Whatever bond they formed in college didn’t survive adulthood. It didn’t survive the consequences of their evil. And we always knew it would come to this. Pitting them against each other was the only way the truth was ever going to surface.

We step back into the cabin and I close my eyes for half a second as I stand before the men.

When I open them again, Scott-Evans is staring at me like a man drowning who’s just seen the surface move farther away.

“Daniel Stockton,” Justin reminds them where we left off, waiting impatiently for a response.

“What about him?” Delaney rasps, drawing our attention towards him.

“He has nothing to do with this,” Scott-Evans says, and I wonder why he’s so eager to protect the man.

“Then start talking,” I say. “From the beginning.”

Scott-Evans swallows. His bravado is gone now. All that’s left is desperation and something dangerously close to relief.

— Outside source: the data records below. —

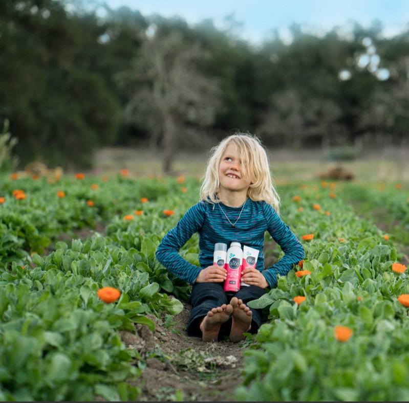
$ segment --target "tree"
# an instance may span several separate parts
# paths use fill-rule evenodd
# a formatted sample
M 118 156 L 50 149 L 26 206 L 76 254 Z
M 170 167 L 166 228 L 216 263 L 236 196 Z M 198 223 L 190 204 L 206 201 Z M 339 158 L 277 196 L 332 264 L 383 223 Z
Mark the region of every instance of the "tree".
M 200 138 L 189 126 L 214 122 L 220 91 L 218 79 L 201 69 L 209 54 L 199 43 L 188 42 L 176 30 L 165 35 L 153 29 L 131 69 L 118 79 L 129 96 L 127 121 L 152 133 L 152 144 L 163 151 L 163 171 L 169 173 L 180 143 Z

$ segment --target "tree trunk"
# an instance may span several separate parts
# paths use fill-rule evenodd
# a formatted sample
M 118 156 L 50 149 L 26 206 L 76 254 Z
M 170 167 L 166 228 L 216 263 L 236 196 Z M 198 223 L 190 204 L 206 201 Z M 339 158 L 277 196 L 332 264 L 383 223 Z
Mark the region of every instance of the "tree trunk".
M 163 128 L 163 172 L 170 174 L 172 172 L 175 152 L 176 150 L 178 139 L 176 136 L 176 127 L 173 117 L 170 113 L 165 116 Z

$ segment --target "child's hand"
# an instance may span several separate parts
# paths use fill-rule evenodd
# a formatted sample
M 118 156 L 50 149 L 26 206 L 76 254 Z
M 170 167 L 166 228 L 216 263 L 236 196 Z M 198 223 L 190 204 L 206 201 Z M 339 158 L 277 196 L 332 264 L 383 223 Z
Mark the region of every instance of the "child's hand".
M 247 267 L 242 272 L 242 281 L 249 285 L 257 285 L 262 288 L 269 286 L 266 278 L 254 267 Z
M 203 269 L 196 279 L 197 283 L 221 283 L 227 278 L 227 271 L 220 266 L 209 266 Z

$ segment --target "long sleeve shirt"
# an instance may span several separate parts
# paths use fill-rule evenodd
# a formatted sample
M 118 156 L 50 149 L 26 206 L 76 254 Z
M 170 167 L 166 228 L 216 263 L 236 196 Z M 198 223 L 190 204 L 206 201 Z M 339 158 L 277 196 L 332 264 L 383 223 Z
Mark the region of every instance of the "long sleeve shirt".
M 223 210 L 222 210 L 223 209 Z M 240 218 L 233 227 L 224 214 L 234 223 L 242 207 L 229 207 L 222 203 L 202 200 L 190 207 L 176 226 L 163 237 L 156 251 L 156 258 L 177 277 L 191 284 L 202 268 L 213 264 L 214 244 L 239 242 L 259 251 L 256 269 L 262 272 L 270 287 L 276 286 L 277 275 L 286 275 L 293 265 L 304 259 L 305 253 L 290 228 L 274 208 L 265 201 L 248 199 Z M 267 231 L 279 245 L 284 255 L 272 266 L 265 268 L 265 236 Z M 195 233 L 199 236 L 199 261 L 192 264 L 179 253 L 181 248 Z

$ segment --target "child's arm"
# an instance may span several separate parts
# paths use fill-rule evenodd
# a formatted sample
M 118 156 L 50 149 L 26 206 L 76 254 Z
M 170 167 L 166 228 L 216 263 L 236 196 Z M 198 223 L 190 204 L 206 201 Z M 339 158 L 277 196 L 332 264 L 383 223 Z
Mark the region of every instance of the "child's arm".
M 156 251 L 156 258 L 175 276 L 193 284 L 202 268 L 192 264 L 179 253 L 180 249 L 200 228 L 203 221 L 200 204 L 191 207 L 176 226 L 163 237 Z

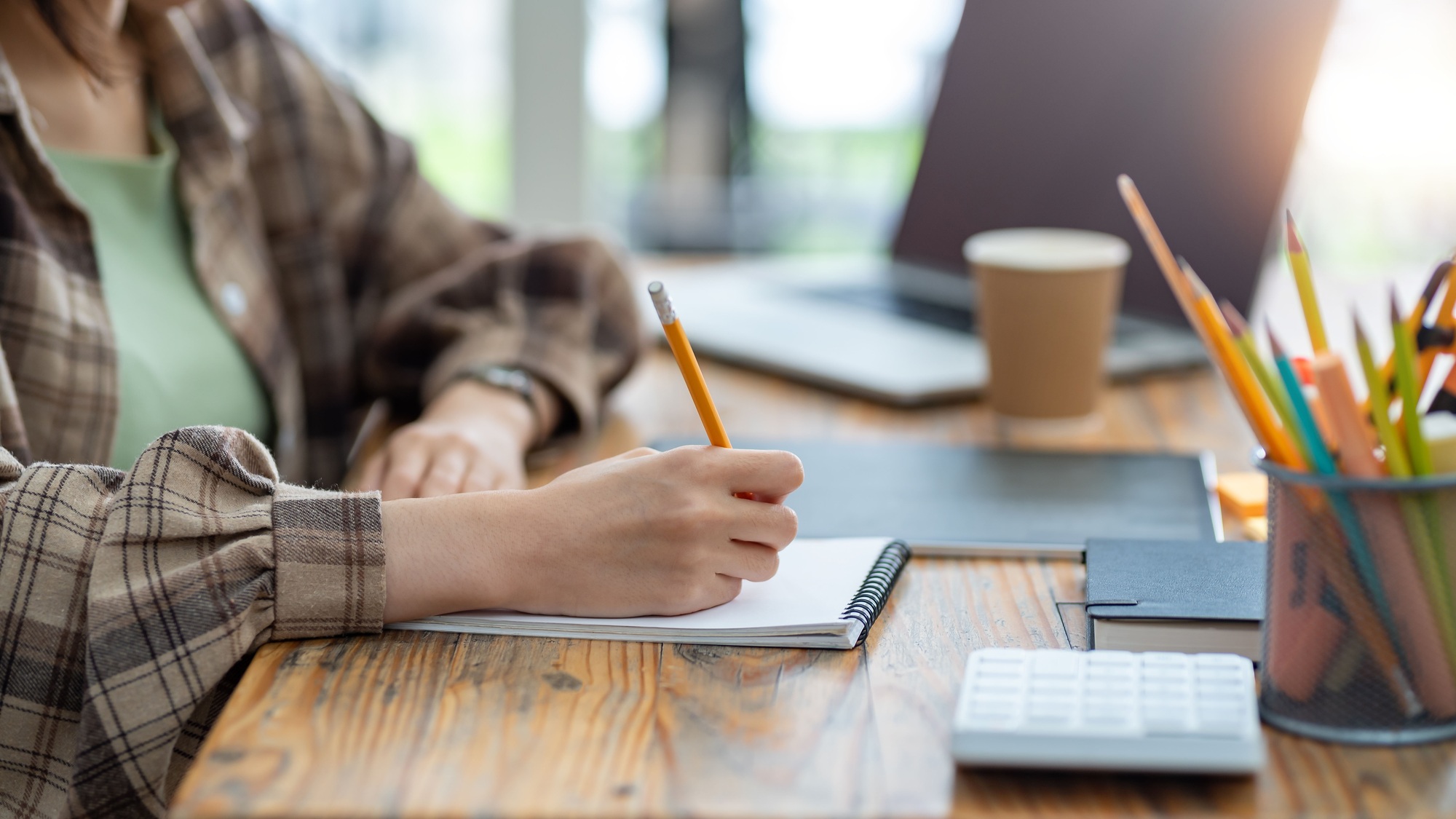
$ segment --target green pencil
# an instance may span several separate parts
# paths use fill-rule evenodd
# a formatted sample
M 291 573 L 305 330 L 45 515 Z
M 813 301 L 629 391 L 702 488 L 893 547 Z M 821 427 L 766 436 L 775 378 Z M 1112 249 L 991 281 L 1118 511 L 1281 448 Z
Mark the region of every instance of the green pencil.
M 1299 455 L 1305 459 L 1305 463 L 1313 463 L 1310 459 L 1309 446 L 1305 444 L 1303 436 L 1299 434 L 1299 420 L 1294 418 L 1294 410 L 1290 408 L 1289 393 L 1284 392 L 1284 386 L 1280 383 L 1278 377 L 1270 372 L 1264 357 L 1259 356 L 1258 344 L 1254 341 L 1254 332 L 1249 331 L 1249 322 L 1243 321 L 1243 315 L 1239 313 L 1238 307 L 1229 303 L 1227 299 L 1219 302 L 1219 309 L 1223 310 L 1223 319 L 1229 322 L 1229 331 L 1233 332 L 1233 341 L 1243 354 L 1243 360 L 1249 363 L 1249 369 L 1254 370 L 1255 380 L 1264 388 L 1264 393 L 1268 395 L 1270 404 L 1274 407 L 1274 412 L 1278 414 L 1278 420 L 1289 430 L 1294 440 L 1294 446 L 1299 447 Z
M 1399 331 L 1396 334 L 1399 335 Z M 1385 447 L 1385 468 L 1392 478 L 1409 478 L 1411 461 L 1405 453 L 1401 436 L 1395 431 L 1395 424 L 1390 423 L 1390 393 L 1386 391 L 1380 372 L 1376 370 L 1374 357 L 1370 354 L 1370 341 L 1360 326 L 1360 319 L 1356 319 L 1356 350 L 1360 353 L 1360 367 L 1370 386 L 1370 418 L 1374 421 L 1376 434 Z M 1420 427 L 1421 424 L 1417 418 L 1417 423 L 1409 426 Z M 1411 548 L 1421 565 L 1427 592 L 1433 599 L 1441 599 L 1446 611 L 1452 611 L 1456 606 L 1456 599 L 1444 583 L 1450 574 L 1447 574 L 1446 554 L 1441 545 L 1440 510 L 1436 509 L 1433 498 L 1424 494 L 1418 501 L 1411 493 L 1395 493 L 1395 495 L 1401 501 L 1401 514 L 1405 516 L 1405 529 L 1411 535 Z
M 1370 388 L 1370 420 L 1374 421 L 1376 436 L 1385 447 L 1385 468 L 1393 478 L 1411 477 L 1411 459 L 1405 453 L 1405 444 L 1390 423 L 1390 392 L 1380 377 L 1380 370 L 1374 366 L 1374 356 L 1370 354 L 1370 340 L 1366 338 L 1360 319 L 1356 319 L 1356 350 L 1360 353 L 1360 369 L 1364 370 L 1366 385 Z
M 1401 426 L 1405 427 L 1405 443 L 1411 447 L 1411 471 L 1430 475 L 1431 449 L 1425 446 L 1421 431 L 1421 385 L 1415 377 L 1415 340 L 1401 321 L 1401 307 L 1390 293 L 1390 335 L 1395 337 L 1395 386 L 1401 391 Z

Delaney watches him, before he lets out a single word of warning.

“Don’t!”

Scott-Evans skirts his eyes toward Delaney, then decides to ignore him.

“What do you want to know?” He sighs. There’s only resolve in his voice now.

“Daniel Stockton was the third man in that car that day. Where…”

But I don’t get far, because Scott-Evans looks at me like I’ve grown two heads and interrupts me.

“Daniel had nothing to do with anything!” he hisses.

Marcus makes a strangled sound, as though his soul is leaving his body.

“You dumb fucker! He’ll kill us!” He shrieks.

Scott-Evans has gone still.

Not calm—empty. The kind of numbness that comes after the body has exhausted every other response.

His eyes are dull now, unfocused, like he’s already stepped halfway out of himself.

There’s no fight left in him. No fear either.

Just the faint impression of a man who would welcome the end if it meant this would finally stop.

“Not if they kill us first,” he mutters, tipping his chin toward us.

It’s hard to tell whether it’s resignation or calculation.

That’s the problem with men like him. They understand despair well enough to wear it convincingly. I can’t tell if he’s reached true defeat or if this is just another mask—one more version of himself deployed to provoke doubt, to blur intention, to make us hesitate.

It’s classic sociopathic behavior. I’ve seen it before. Not recently—but often enough to recognize the shape of it. The way hopelessness becomes a tool. The way surrender is used not as an ending, but as leverage.

And standing here now, watching him hollow himself out in real time, it’s becoming harder to tell which version of Scott-Evans is real.

The broken man. Or the one still playing the game.